Revolution and Empire: the Northern Expedition in the Japanese Press, 1926-28
8. Juni 2017 / 18:30
With the Northern Expedition (1926-28), the Nationalist Party (GMD) emerged in China as the leading force for reunification of the country. The foreign powers had thus to face a new government in Nanjing that claimed back for China the sovereign rights it had lost with the ‘unequal treaties’ in the late Qing period. To Japan, in particular, the establishment of the Nationalist regime posed a threat to its ’special interests‘ in Northeast China. Historians have studied extensively the political process that in 1931 led to the Japanese invasion of Manchuria, taking into account both domestic conditions and the wider international context. Public opinion in Japan, however, has remained rather on the sidelines of research.
The talk will examine Japanese press coverage of the Northern Expedition by focussing on three prominent themes. In the first place, the relationship between Nationalist and Communist Parties under the “United Front” in the initial stage of the campaign. Secondly, the issue of leadership and factional strife in the GMD. Finally, Japan’s military intervention in Shandong province, which led to the Jinan Incident in May 1928. Using a selection of sources representative of different political orientations and readership, the analysis will point at both divergent responses and widely shared opinions. While bringing to light the richness of public debate, evidence collected also suggests that flaws in the media system would later amplify the reasons for conflict between the two countries.
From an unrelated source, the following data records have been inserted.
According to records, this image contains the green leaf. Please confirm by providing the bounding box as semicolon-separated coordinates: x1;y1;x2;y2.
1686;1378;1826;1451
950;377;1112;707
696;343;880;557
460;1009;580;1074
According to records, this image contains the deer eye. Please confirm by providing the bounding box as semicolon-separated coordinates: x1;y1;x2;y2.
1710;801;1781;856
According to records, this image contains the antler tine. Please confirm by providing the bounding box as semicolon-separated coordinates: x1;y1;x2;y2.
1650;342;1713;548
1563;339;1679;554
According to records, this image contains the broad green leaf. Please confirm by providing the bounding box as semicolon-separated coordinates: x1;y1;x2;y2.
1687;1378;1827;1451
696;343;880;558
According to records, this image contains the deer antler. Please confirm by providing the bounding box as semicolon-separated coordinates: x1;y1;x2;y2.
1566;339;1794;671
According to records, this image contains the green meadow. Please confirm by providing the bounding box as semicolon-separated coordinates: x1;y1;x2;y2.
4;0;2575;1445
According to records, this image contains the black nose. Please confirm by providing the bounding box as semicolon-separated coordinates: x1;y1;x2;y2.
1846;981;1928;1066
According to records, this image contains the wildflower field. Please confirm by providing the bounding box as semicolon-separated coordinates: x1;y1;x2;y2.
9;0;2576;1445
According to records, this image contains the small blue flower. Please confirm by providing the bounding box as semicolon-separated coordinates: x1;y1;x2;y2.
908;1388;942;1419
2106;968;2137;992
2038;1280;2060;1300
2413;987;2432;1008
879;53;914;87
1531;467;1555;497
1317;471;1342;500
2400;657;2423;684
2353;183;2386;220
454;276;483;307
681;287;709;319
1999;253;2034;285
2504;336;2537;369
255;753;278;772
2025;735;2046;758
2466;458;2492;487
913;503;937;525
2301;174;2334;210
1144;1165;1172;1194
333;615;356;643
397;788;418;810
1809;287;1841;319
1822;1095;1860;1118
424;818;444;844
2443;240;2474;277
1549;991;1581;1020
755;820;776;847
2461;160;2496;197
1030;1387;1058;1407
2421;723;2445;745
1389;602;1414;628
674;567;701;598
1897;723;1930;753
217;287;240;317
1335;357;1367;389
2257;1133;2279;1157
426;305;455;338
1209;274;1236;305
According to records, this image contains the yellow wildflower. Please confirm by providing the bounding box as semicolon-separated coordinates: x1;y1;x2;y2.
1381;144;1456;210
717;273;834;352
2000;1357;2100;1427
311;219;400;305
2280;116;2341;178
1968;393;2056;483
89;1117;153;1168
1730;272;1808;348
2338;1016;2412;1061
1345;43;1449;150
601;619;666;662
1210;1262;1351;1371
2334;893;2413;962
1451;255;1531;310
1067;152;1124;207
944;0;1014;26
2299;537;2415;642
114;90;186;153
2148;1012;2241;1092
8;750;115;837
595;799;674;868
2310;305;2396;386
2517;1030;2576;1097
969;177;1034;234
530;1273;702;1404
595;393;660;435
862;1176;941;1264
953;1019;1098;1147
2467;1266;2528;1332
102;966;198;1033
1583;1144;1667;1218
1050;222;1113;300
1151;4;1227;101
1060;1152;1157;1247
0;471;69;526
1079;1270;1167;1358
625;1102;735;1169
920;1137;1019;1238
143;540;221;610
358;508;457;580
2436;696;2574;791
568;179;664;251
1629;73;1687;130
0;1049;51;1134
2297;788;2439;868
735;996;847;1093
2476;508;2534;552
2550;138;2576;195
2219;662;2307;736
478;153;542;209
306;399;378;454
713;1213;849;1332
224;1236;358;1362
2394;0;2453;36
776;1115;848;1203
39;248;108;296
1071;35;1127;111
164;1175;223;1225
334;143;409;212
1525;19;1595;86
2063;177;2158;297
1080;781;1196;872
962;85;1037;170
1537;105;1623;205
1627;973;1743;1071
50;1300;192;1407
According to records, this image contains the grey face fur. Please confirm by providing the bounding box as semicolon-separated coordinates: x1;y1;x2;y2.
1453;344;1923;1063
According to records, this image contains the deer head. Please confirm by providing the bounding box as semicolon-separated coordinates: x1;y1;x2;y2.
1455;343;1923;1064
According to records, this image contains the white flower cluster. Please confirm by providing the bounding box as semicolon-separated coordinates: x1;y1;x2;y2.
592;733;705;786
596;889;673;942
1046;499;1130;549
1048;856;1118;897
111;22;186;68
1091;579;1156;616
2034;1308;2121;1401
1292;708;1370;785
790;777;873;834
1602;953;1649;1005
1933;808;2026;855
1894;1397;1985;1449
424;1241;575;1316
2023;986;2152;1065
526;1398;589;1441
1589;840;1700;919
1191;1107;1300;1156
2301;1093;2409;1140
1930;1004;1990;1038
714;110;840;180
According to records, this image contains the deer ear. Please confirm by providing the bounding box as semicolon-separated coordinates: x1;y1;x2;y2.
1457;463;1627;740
Andrea Revelant is Assistant Professor in the Department of Asian and North African Studies of Ca’ Foscari University. His main research interests lie in the political and economic history of Japan. Recent publications include “Revolution Deconstructed: Chiang Kai-Shek and the Northern Expedition in the Japanese Press, 1926-28” (in De Giorgi and Samarani, eds, Chiang Kai-Shek and His Time, 2017); Economic Development and Inequality: the Fiscal Question in Modern Japan 1873-1940, 2016 (in Italian); “Rethinking Japanese Taxation in the Wake of the Great War” (in Frattolillo and Best, eds, Japan and the Great War, 2015). His current research is on the making of Nationalist China and Japanese public opinion in the 1920s and 1930s. His research stay in Japan is funded by Keio University’s SGUP (Super Global University Program).